My BlackBerry is receiving no personal email, no Twitter, and work emails only in clumps and bunches every now and then. What to do?

Users I speak to report a spectrum of responses ranging from glazed eyes (no emails, no worries) to physical twitching.

Three days of intermittent or no service is a problem for the general public and a major inconvenience for business people, but it’s seen as a potentially fatal blow to the company behind the BlackBerry, Canada’s Research in Motion.

RIM was already struggling, criticized in the tech blogs and by stock analysts for the lack of great new phones and falling average sales prices. It’s being beaten by Apple and Android phones.

And RIM hasn’t done itself any favors during this latest crisis, providing explanations and communications that have failed to satisfy the general public or the market watchers we hear from on CNBC.

I would reproduce RIM’s latest statement here so you could decide for yourself, but err, it’s stuck on my BlackBerry. I think.

Frustrated users have time on their hands now, and you know what that means. Journalists and business people with itchy thumbs and high anxiety levels. Yes, conspiracy theories abound. It’s too generous perhaps to describe these as actual “theories,” but here’s some you might not have heard (or thought of) already.

  • It’s all a plot by Apple, which has just launched its newest version of the iPhone

    Somehow the very clever chaps at Apple have figured out how to bring BlackBerry to its knees just in time to interest us all in a new and shiny alternative.

    This sort of theory only sounds interesting rather late on a Friday night.
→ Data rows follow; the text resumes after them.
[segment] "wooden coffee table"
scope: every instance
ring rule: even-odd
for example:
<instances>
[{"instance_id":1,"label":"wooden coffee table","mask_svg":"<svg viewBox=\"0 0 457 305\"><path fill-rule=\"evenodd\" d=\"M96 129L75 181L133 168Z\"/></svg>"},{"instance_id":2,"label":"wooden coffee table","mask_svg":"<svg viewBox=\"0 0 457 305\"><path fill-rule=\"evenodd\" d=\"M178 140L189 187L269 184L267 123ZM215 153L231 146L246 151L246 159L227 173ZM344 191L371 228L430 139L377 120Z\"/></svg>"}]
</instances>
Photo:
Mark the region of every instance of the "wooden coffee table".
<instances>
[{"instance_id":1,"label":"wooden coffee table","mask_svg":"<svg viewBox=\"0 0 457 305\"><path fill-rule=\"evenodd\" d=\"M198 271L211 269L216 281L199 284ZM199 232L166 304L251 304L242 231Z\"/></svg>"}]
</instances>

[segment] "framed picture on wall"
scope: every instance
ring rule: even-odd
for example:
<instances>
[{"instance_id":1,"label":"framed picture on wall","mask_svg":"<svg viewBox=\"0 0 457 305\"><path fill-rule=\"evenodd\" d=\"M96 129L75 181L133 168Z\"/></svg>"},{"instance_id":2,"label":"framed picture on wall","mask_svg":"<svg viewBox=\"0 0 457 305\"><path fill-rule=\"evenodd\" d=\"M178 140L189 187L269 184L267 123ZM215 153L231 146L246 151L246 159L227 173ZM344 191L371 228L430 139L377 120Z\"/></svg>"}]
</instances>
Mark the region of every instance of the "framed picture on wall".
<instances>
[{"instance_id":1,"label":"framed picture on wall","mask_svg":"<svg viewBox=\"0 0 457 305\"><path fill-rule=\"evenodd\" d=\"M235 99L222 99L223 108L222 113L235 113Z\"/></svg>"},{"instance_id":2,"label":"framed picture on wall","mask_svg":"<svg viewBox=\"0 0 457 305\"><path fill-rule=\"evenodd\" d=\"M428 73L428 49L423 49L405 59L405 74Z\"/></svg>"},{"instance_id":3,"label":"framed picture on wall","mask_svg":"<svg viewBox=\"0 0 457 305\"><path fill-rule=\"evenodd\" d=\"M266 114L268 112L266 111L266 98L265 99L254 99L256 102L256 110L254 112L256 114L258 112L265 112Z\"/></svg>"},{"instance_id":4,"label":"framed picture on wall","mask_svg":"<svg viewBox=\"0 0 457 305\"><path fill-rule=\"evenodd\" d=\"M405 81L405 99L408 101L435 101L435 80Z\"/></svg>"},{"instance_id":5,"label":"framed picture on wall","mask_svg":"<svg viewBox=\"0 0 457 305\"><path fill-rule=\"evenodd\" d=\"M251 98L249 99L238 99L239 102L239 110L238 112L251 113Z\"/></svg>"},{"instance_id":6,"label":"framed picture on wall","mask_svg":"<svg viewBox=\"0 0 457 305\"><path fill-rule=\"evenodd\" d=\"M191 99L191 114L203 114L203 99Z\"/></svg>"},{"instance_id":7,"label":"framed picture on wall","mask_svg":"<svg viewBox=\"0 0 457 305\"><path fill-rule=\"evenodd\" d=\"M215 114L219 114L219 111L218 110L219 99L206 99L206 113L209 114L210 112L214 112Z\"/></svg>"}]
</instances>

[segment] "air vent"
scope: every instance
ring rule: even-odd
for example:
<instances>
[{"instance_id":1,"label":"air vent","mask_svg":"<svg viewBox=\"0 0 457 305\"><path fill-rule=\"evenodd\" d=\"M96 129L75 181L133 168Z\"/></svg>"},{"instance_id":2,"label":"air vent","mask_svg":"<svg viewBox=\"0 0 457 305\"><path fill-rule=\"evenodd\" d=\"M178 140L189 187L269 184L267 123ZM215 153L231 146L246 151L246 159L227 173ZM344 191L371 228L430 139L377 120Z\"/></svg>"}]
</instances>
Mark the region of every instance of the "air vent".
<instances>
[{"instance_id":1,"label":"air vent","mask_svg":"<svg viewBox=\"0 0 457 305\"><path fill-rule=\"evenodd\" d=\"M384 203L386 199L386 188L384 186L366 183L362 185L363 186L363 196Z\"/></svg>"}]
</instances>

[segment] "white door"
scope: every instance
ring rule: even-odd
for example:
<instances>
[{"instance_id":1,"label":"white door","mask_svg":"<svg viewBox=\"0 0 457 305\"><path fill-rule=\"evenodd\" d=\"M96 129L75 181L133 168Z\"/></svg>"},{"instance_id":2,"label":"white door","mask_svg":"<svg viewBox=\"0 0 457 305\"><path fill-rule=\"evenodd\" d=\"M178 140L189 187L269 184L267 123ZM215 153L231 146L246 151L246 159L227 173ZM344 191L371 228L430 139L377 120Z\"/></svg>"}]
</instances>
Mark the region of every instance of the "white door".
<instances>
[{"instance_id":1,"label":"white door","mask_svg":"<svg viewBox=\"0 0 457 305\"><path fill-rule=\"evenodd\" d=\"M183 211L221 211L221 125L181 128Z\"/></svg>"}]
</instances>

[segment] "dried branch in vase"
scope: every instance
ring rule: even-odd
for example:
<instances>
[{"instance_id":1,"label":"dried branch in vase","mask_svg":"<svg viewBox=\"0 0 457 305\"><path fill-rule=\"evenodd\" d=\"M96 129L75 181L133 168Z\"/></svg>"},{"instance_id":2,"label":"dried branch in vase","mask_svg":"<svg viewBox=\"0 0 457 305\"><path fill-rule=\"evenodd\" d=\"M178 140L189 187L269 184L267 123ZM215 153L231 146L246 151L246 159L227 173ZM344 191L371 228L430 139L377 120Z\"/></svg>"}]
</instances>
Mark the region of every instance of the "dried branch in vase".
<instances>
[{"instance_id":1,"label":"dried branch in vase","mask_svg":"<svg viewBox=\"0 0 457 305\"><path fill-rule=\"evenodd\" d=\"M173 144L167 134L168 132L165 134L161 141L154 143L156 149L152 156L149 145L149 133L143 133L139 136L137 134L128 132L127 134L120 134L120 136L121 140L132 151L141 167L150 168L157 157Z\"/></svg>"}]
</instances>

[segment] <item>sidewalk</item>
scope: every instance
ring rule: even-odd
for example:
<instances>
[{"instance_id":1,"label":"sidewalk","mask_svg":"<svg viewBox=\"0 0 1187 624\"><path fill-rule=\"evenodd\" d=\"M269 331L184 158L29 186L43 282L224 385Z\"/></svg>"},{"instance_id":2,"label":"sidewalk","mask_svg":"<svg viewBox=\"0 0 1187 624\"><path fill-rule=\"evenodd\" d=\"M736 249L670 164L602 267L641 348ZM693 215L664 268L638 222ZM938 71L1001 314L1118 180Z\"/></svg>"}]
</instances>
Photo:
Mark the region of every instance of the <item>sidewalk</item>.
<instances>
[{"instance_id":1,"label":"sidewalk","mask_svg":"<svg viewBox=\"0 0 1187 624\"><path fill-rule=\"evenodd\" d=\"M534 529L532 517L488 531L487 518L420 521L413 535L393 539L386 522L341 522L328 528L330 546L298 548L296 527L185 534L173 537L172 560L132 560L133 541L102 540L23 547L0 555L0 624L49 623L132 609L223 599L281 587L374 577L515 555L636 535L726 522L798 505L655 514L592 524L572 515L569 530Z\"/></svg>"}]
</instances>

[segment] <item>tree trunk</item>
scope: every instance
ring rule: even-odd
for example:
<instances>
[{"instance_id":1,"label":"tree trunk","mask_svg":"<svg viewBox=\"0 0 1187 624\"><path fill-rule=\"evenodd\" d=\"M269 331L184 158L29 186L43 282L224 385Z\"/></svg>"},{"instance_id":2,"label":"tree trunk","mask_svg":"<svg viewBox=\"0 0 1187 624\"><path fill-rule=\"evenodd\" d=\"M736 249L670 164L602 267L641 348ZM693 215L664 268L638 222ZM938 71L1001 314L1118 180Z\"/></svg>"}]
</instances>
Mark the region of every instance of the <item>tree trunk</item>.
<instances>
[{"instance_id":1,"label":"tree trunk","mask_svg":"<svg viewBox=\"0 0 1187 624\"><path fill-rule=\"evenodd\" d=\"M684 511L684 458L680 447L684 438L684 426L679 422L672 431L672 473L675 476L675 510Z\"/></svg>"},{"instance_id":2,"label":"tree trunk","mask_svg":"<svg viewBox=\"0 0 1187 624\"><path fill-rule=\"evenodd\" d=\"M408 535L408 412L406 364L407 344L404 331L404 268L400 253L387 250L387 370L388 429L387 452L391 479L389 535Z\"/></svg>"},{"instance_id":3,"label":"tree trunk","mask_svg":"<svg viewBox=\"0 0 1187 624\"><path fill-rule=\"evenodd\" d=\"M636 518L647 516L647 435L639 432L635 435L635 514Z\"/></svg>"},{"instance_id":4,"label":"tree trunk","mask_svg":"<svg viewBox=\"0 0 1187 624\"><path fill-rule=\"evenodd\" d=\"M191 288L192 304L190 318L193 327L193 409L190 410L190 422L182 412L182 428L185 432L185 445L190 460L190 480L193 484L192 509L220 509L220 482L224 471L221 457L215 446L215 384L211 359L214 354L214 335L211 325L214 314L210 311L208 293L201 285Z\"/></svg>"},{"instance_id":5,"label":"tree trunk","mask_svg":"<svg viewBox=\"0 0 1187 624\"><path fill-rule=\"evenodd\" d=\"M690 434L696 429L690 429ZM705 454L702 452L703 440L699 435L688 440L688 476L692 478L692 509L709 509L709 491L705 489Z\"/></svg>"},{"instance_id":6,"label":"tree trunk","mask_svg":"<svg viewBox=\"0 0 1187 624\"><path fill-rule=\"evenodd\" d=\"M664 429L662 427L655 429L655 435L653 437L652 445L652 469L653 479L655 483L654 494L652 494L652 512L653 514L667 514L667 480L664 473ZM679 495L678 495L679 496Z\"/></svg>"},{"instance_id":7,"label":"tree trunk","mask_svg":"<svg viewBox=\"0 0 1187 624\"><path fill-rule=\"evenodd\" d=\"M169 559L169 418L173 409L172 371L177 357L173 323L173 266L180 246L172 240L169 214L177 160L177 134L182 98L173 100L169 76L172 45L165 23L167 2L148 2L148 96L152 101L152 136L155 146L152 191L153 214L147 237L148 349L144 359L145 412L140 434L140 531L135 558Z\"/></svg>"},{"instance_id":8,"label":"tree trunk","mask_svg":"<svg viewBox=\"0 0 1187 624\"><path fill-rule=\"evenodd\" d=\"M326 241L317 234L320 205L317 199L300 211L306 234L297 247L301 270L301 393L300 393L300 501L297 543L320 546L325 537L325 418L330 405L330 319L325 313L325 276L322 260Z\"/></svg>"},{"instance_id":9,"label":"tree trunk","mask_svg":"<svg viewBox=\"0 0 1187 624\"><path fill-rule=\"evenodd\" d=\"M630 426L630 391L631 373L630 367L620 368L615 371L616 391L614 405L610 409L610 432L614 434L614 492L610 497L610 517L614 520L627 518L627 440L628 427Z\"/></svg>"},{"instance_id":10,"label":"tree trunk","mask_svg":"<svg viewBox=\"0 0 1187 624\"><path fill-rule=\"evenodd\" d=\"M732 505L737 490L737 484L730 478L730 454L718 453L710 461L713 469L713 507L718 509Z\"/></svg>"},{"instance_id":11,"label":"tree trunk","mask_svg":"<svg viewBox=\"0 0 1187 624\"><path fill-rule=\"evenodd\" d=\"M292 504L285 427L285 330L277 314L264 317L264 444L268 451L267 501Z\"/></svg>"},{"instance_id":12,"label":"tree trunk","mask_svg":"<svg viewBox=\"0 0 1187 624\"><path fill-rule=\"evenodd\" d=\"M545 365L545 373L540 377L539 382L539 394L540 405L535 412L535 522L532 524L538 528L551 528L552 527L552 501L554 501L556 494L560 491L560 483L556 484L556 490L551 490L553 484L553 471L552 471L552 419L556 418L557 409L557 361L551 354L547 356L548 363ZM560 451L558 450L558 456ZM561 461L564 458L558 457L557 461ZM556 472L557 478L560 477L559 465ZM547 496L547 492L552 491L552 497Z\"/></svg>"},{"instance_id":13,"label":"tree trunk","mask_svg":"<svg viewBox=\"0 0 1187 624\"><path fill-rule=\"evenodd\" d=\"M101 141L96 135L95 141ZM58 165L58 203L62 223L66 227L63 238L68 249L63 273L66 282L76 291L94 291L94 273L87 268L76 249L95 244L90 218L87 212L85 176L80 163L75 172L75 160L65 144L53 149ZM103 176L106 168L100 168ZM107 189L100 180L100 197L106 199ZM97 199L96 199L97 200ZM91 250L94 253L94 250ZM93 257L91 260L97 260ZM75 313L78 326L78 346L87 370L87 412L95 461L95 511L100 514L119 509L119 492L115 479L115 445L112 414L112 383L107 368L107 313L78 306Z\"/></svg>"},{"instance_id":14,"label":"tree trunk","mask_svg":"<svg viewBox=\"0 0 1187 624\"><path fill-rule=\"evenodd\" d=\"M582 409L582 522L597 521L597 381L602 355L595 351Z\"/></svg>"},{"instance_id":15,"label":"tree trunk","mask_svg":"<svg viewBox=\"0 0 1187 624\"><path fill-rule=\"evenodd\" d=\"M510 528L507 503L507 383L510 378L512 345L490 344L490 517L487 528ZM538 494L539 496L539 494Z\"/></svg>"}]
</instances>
In the pub. After many pints. Apple needs only to carry on the way it has for years in order to increase its lead on RIM.
  • It’s some kind of hacking attempt like the recent ones on Sony.

    Angry young people who see BlackBerrys as the preserve of old guys and bankers have figured out how to stick it to the man.

    Well, maybe, but given that plenty of younger people, from noble-sounding hacktivists to rioting hoodie wearers rely on Blackberry and its messenger system, that idea isn’t going to wash.
  • It’s actually an establishment plot

    With the Occupy Wall Street movement growing in New York, and similar protests planned for this weekend in London, one user I spoke to who was particularly agitated by the unavailability of both her BlackBerrys offered this one as a paranoid possibility: What if authorities are experimenting with a way to prevent any Arab Spring type of communication in the West? As conspiracy theories go, this one is a hum-dinger.

But the truth as we know it from RIM is so much more prosaic. The outage has been caused by a systems failure in their office in Slough, United Kingdom. Yes, Slough. And Slough is famous for another sort of Office. The one featuring David Brent. You know, from “The Office.”

Poor Slough, butt of so many jokes and now the center of a global communications debacle and rather a lot of odd conspiracy theories.